My heart started beating faster. I tried to deny it. But there he was, sat at the back of the bus smoking. Oh, why had I been so foolish as to suppose that I would be the one, that I could be the one, to move over to him and ask him if he would kindly put it out? Excuses came flooding in, thick and fast: ‘I suppose I can’t really smell much, it’s not like it’s going to make my clothes stink from that far away…. I’m sat quite near the front, and some windows are open… It would seem pedantic to make the journey all the way to the back of the bus just to ask him to not smoke, perhaps if I was sitting closer… I don’t think he’s on his own, I’d probably be stared down before I even got to him, perhaps if he was on his own… he looks pretty aggressive, what if he’d had a bad day and my polite request pushed him over the edge?
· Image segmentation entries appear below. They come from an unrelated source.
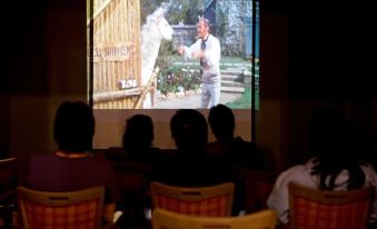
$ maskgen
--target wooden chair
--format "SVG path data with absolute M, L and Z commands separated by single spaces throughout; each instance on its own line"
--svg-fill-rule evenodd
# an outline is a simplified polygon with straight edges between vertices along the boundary
M 17 187 L 19 213 L 24 228 L 100 228 L 103 187 L 68 192 Z
M 231 216 L 235 185 L 226 182 L 211 187 L 185 188 L 150 183 L 152 208 L 162 208 L 195 216 Z
M 289 183 L 290 228 L 364 229 L 374 200 L 375 188 L 323 191 Z
M 2 226 L 10 228 L 16 208 L 17 159 L 0 160 L 0 218 Z
M 152 212 L 153 229 L 275 229 L 274 210 L 262 210 L 242 217 L 198 217 L 163 209 Z
M 247 212 L 267 209 L 267 199 L 272 191 L 277 175 L 256 171 L 248 168 L 239 169 L 239 180 L 244 196 L 244 208 Z

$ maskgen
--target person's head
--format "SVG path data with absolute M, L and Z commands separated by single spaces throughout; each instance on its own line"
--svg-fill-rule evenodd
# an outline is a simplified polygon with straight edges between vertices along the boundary
M 91 150 L 95 117 L 90 107 L 81 101 L 66 101 L 54 117 L 53 138 L 59 150 L 85 152 Z
M 235 132 L 235 114 L 225 104 L 217 104 L 209 110 L 208 123 L 218 140 L 231 139 Z
M 149 148 L 153 139 L 153 122 L 149 116 L 135 114 L 127 119 L 122 142 L 126 151 Z
M 345 114 L 335 107 L 324 107 L 315 110 L 309 125 L 309 145 L 318 157 L 345 157 L 345 151 L 351 143 L 350 127 Z M 339 152 L 343 151 L 343 152 Z
M 348 171 L 348 189 L 364 186 L 360 158 L 354 151 L 353 128 L 344 112 L 335 107 L 316 110 L 309 126 L 309 141 L 317 158 L 312 173 L 319 175 L 321 189 L 333 190 L 341 170 Z
M 199 111 L 178 110 L 170 120 L 170 130 L 178 151 L 192 155 L 205 152 L 208 127 L 206 118 Z
M 200 17 L 197 23 L 198 38 L 205 39 L 209 33 L 209 20 Z

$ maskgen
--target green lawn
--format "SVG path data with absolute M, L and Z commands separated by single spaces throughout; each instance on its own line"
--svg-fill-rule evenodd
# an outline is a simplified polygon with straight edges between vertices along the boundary
M 256 90 L 256 110 L 259 110 L 259 90 Z M 246 88 L 244 96 L 236 101 L 227 102 L 231 109 L 250 109 L 251 108 L 251 88 Z

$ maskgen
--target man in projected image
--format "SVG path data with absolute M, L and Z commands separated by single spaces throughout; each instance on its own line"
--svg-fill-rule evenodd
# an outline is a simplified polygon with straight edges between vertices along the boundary
M 199 59 L 201 66 L 201 108 L 211 108 L 220 99 L 220 42 L 209 33 L 209 20 L 199 17 L 197 41 L 190 46 L 179 46 L 178 53 L 185 59 Z

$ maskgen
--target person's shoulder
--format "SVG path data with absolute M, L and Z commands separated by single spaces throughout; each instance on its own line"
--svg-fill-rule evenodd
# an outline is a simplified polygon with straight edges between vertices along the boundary
M 220 40 L 217 38 L 217 37 L 215 37 L 214 34 L 209 34 L 209 38 L 208 39 L 210 39 L 210 40 L 215 40 L 215 41 L 217 41 L 217 42 L 220 42 Z
M 37 153 L 31 157 L 32 162 L 39 161 L 52 161 L 59 159 L 54 153 Z

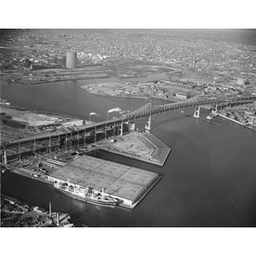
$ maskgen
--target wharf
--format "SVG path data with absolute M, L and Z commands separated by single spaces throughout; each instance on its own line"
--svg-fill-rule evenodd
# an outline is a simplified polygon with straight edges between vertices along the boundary
M 154 172 L 88 155 L 82 155 L 48 176 L 49 181 L 73 186 L 105 189 L 106 195 L 121 201 L 119 206 L 133 209 L 160 179 Z

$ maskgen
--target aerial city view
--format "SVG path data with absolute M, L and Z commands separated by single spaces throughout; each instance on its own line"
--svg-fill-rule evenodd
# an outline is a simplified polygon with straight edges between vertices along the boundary
M 256 30 L 0 29 L 1 227 L 255 227 Z

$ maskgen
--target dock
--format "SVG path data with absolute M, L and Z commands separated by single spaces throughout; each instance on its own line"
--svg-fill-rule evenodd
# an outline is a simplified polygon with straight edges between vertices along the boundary
M 154 172 L 82 155 L 55 171 L 48 180 L 90 186 L 118 199 L 120 207 L 133 209 L 160 179 Z

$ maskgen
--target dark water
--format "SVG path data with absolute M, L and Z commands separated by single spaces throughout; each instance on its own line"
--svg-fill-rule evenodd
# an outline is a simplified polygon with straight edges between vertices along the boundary
M 90 96 L 79 88 L 81 83 L 23 88 L 2 84 L 3 97 L 23 107 L 79 117 L 90 111 L 103 115 L 115 106 L 135 109 L 144 104 L 142 100 Z M 163 174 L 132 211 L 80 202 L 49 185 L 11 173 L 2 177 L 2 192 L 44 207 L 51 201 L 54 211 L 69 212 L 77 224 L 256 226 L 256 133 L 218 118 L 214 122 L 222 126 L 189 117 L 193 111 L 153 117 L 152 133 L 172 148 L 163 167 L 102 151 L 94 154 Z M 136 125 L 143 127 L 144 120 Z

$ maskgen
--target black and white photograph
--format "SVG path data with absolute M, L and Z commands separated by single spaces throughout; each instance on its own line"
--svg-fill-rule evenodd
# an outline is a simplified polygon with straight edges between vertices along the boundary
M 171 253 L 150 248 L 171 243 L 169 232 L 255 235 L 253 7 L 234 3 L 235 23 L 227 15 L 223 24 L 216 20 L 225 11 L 214 3 L 176 13 L 162 1 L 116 11 L 113 2 L 6 9 L 0 232 L 32 230 L 44 238 L 32 242 L 47 247 L 56 239 L 48 234 L 68 228 L 79 243 L 93 236 L 88 253 L 96 255 L 102 244 L 106 253 L 117 246 L 137 254 L 137 232 L 161 237 L 143 241 L 149 254 Z M 61 249 L 73 247 L 60 240 Z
It could get messy… Perhaps it would be wise to start with a smaller less aggressive looking person and work up from there… he’ll have finished it soon anyway…’
And so my internal monologue continued, until he finished his cigarette. I breathed a sigh of relief. I’d come up with some pretty good excuses, I thought, which proved useful when, 15 minutes later, a second person lit up.
1 Comments:
I love all your comments on the minutae of bus journeys! Stagecoach should make you an embassador!